Hey this really isn't that bad
Mommy and Mali at the Mall
Pops and Mali Playin' Around
Mali Loves his Pops
Malachi Doesn't Look Impressed by Karter Does He?
And Then Came Monday...
I've been bragging for 5 1/2 months that Malachi hasn't gotten sick and how amazing that is...especially with the wind as bad as it is around here! Then, God hit me on the head (you know...like in those V8 commercials) and said...uh uh uh, don't count your chickens before they hatch...and Malachi was diagnosed with Croup on Monday. Okay, can I just say, CROUP SUCKS!!! I've been off work since Monday and finally made it back Thursday. Then, around 11:45, my mom called me and told me that Malachi had been throwing his little guts up. This, my friends, is what we call "A New Symptom." So, yesterday, it was back to the Dr. (for the 3rd time in 4 days...) It's still Croup, throwing up is a side effect of the virus that is in his system. Give him 10cc of Pedialyte every 10 minutes until he gives you a few good, wet diapers and then try him on formula again. Yeah - not so much. We tried Pedialyte every 10 minutes until 7:30 last night and he kept throwing it up. Finally, he slept for a little while and then woke up again at 8:15. We got 50cc in and it was back to sleep. (At least for Malachi) I didn't get much sleep, I was too worried about him getting dehydrated. Then, at 1:00am, Thomas and I both got up and fed him 3 oz of formula. He kept MOST of it down, and then he FINALLY went back to sleep around 3:45. (Or so Thomas tells me, he let me go back to sleep) Then, he woke up at 6:15 and ate 4 oz and has kept that down. Maybe we're on an uphill swing!! Last night, I broke down. I kept thinking, when does this whole "I'm a mom, I can handle anything" feeling kick in? I thought moms ALWAYS had it under control. I called the Dr. 3 times last night just to make sure he was okay. I know, I panicked, but it's scary having a sick kid for the first time. At least maybe we're improving!!

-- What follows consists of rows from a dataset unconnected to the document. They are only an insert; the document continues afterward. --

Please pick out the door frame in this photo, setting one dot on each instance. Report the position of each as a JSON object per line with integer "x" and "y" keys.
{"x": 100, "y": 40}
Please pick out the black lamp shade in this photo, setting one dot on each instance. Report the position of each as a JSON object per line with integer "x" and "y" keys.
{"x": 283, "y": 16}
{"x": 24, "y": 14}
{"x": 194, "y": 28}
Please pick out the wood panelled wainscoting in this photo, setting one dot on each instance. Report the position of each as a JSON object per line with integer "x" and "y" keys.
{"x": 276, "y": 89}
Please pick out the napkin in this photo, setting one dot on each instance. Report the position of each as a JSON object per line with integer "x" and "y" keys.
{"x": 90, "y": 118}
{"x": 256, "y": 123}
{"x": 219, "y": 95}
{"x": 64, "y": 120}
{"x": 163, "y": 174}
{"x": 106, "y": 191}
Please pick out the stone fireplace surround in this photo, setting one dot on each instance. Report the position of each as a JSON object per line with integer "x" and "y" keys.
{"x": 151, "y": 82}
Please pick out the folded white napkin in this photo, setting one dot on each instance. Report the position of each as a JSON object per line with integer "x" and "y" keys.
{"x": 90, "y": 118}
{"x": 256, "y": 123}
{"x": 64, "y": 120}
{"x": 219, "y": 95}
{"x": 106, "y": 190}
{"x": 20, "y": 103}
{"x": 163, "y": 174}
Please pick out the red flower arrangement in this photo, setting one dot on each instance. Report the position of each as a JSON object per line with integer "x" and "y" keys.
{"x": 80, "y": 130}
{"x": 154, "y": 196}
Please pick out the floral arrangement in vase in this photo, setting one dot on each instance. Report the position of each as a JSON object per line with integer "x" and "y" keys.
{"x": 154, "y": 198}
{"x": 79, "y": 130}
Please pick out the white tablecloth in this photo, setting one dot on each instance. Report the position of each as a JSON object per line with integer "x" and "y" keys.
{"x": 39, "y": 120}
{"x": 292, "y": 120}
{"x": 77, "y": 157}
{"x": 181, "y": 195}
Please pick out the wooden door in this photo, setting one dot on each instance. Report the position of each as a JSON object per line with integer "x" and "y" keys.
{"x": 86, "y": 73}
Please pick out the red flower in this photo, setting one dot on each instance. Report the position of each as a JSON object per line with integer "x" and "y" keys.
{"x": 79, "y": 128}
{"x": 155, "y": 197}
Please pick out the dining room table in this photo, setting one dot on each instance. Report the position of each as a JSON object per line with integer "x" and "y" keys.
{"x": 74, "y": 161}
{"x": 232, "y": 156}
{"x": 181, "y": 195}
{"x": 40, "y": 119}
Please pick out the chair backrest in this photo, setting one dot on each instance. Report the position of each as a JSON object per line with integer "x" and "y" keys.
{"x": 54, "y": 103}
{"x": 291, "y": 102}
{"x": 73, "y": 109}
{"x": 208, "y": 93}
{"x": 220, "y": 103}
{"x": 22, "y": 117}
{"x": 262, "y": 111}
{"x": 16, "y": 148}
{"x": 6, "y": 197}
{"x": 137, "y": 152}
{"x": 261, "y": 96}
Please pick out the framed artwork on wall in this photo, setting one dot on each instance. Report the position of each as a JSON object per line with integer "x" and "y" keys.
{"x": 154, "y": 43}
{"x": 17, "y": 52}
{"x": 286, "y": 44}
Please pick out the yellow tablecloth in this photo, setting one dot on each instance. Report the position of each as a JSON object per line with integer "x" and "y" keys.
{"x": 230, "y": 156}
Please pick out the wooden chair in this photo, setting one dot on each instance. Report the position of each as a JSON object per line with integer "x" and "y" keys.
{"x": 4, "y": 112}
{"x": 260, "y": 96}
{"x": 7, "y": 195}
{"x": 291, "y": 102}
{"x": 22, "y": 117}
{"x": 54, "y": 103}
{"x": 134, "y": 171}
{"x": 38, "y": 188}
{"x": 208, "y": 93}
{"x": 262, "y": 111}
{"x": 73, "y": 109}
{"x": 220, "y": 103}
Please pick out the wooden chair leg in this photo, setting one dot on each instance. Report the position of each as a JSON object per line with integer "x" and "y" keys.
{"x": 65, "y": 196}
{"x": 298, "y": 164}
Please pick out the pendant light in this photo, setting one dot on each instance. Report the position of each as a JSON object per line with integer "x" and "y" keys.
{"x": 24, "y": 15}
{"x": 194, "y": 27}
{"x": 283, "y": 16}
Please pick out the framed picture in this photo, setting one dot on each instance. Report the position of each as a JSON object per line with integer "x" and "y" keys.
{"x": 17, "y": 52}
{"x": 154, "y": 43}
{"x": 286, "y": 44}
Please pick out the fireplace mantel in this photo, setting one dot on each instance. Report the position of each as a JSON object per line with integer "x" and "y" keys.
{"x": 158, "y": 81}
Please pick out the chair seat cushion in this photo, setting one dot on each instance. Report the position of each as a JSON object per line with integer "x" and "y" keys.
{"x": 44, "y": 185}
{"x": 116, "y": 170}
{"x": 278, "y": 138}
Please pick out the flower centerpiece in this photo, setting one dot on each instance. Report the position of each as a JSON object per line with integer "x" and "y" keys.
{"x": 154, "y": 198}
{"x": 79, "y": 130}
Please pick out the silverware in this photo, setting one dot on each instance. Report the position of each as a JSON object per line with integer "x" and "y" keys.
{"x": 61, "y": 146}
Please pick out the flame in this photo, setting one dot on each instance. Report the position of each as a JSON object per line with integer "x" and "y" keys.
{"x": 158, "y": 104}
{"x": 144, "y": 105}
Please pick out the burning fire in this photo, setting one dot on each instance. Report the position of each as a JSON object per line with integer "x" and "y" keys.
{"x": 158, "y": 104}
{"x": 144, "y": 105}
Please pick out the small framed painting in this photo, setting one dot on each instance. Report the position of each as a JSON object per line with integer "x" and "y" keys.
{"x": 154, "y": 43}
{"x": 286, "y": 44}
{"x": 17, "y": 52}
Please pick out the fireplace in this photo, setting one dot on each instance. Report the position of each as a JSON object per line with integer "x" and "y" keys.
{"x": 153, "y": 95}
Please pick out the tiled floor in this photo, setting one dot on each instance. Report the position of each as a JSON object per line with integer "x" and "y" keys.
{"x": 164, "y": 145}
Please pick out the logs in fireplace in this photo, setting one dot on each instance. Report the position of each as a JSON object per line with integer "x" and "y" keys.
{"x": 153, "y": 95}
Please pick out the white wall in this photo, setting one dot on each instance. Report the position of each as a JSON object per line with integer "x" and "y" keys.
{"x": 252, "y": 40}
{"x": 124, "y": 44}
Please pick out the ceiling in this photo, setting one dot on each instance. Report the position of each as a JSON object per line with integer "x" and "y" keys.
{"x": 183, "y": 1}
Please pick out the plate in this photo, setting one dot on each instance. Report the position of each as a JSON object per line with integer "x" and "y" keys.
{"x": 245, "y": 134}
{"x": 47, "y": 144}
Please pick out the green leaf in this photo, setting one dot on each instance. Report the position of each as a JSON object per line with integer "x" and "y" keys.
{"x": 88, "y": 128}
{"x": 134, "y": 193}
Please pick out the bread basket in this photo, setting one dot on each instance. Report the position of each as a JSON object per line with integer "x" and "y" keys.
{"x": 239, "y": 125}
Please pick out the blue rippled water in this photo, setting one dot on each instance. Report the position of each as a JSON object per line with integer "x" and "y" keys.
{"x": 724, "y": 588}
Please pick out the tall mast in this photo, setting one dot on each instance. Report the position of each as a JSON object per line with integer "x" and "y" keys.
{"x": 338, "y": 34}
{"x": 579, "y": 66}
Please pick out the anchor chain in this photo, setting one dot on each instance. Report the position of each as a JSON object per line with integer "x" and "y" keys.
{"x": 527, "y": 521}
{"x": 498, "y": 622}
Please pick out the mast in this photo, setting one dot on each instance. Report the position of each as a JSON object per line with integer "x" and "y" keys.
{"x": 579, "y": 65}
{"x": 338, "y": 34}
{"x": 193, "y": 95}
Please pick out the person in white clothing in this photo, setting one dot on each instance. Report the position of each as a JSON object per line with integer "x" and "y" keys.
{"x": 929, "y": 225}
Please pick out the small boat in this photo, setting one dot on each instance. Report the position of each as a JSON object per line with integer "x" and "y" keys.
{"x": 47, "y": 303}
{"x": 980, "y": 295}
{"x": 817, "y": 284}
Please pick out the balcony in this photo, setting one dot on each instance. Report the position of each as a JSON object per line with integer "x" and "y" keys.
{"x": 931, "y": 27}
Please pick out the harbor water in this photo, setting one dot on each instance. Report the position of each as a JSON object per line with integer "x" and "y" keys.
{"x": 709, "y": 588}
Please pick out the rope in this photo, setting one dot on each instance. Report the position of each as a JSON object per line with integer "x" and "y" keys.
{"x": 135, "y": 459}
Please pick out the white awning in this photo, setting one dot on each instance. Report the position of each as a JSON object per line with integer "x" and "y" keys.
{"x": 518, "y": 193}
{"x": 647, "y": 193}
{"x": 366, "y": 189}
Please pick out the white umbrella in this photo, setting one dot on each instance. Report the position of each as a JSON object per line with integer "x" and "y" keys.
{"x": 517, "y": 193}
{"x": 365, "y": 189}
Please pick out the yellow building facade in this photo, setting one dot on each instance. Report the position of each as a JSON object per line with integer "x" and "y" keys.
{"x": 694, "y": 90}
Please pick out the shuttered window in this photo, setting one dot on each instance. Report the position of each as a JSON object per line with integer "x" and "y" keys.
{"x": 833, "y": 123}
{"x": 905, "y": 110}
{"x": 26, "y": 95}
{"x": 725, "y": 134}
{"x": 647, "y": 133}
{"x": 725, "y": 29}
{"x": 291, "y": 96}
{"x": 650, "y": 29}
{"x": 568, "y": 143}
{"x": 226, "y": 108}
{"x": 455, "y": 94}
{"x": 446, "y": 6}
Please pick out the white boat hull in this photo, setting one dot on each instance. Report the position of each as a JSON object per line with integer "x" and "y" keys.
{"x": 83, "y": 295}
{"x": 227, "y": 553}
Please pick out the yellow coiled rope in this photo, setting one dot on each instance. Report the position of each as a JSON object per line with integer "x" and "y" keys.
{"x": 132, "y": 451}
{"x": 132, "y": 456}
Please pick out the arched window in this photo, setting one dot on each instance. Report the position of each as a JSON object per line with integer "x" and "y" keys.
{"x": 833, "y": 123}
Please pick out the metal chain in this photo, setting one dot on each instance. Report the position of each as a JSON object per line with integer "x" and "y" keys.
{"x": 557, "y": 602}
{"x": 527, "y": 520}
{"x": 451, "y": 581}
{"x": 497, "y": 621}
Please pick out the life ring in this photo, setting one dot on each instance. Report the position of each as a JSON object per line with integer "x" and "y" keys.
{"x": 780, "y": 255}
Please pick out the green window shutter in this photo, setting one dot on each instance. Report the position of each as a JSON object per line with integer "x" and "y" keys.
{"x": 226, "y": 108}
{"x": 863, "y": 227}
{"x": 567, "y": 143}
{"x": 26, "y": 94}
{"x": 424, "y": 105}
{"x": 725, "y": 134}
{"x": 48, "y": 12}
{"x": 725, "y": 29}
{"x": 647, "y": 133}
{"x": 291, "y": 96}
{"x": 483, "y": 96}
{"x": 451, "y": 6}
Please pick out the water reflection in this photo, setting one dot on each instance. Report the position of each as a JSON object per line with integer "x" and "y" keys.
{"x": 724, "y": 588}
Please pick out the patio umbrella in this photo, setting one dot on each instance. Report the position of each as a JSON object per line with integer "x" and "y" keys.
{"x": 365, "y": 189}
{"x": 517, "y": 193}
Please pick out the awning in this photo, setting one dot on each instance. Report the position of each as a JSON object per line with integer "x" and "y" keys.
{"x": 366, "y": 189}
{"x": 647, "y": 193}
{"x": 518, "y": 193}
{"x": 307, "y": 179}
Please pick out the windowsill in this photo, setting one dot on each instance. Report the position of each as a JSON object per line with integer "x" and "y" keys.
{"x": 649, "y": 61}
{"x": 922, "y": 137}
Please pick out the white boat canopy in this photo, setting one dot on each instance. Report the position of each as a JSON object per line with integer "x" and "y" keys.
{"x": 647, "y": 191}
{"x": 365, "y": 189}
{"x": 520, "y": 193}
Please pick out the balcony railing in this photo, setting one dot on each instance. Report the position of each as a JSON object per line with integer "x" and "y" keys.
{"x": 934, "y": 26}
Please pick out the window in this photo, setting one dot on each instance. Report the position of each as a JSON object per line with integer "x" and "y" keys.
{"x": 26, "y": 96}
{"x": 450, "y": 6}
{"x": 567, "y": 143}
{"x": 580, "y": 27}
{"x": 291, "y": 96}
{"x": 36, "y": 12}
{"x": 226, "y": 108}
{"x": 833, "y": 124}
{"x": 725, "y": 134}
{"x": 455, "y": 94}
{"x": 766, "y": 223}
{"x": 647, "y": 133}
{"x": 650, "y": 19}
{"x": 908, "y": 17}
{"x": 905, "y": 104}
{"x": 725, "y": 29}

Monday-Wednesday were wonderful...that is, if you can overlook the crying infant telling you he doesn't feel good...not wanting to be held, but crying when you put him down. Okay - I can see you all scratching your heads asking, "how could they be wonderful?" Let me expound. They were wonderful because I've had 3 whole days of just me and Malachi. Yes, at the end of the day, I've needed to escape a little, but for the most part, it's been great spending all this time with my little boy. I actually cried yesterday morning before I left for work. I so hope God works out what I HOPE is his next plan for my life.
In the meantime, we had fun this week together.
Here's momma's little man -
I have great news!! If you've visited my blog recently, you've noticed that I added a button to the right for prayer for "Baby Stellan." This is a blog about a wonderful family who, until yesterday, was facing unbearable news. At 24 or so weeks, Stellan's mother and father were told that he was likely to die due to some MAJOR abnormalities with his little heart. The doctors didn't give him a chance to live, they basically just told his parents that he would likely die, in utero, and they would never be able to meet him. After several more doctor's visits, the outlook didn't appear to be any different. However, his parents, God-fearing, God-loving, God-believing people knew that God is bigger than anything a sonogram, or any other man-made scientific discovery can say. And thus began one of the largest prayer chains I've ever been a part of. No, I have never met this couple - and I probably won't. But, I was part of the millions that began a prayer vigil for Stellan on Tuesday night/Wednesday morning. (Actually, we've been praying for MUCH longer than that) And, I'm proud to say that Stellan was born yesterday at 10:19am and with the NICU team on hand, and a team of doctors ready to jump in - Stellan was perfect!! They took him to a special care nursery just in case, but, if you go to http://www.mycharmingkids.net/, you'll see that he is a perfectly healthy little boy, who, just minutes ago, went to be in his mommy's room and will be heading home soon!!! I should say, I'm not proud of the prayers that I prayed...I'm proud of the God that answered those prayers and showed HIS power and HIS grace and HIS mercy to the world through little Stellan! Thank you God for renewing my faith continuously and showing what a MIGHTY and WONDERFUL God we serve through this wonderful story!
Okay - I'm crying here - I thought I was done being sappy - but, no, not quite yet....okay...deep breath in...deep breath out...I think I'm better....oh, oh...Yeah, I'm better now!!
I've been anticipating this birth for weeks now and yesterday was such an exciting day!!
Congratulations Little Stellan - the World has been anxiously waiting your arrival!!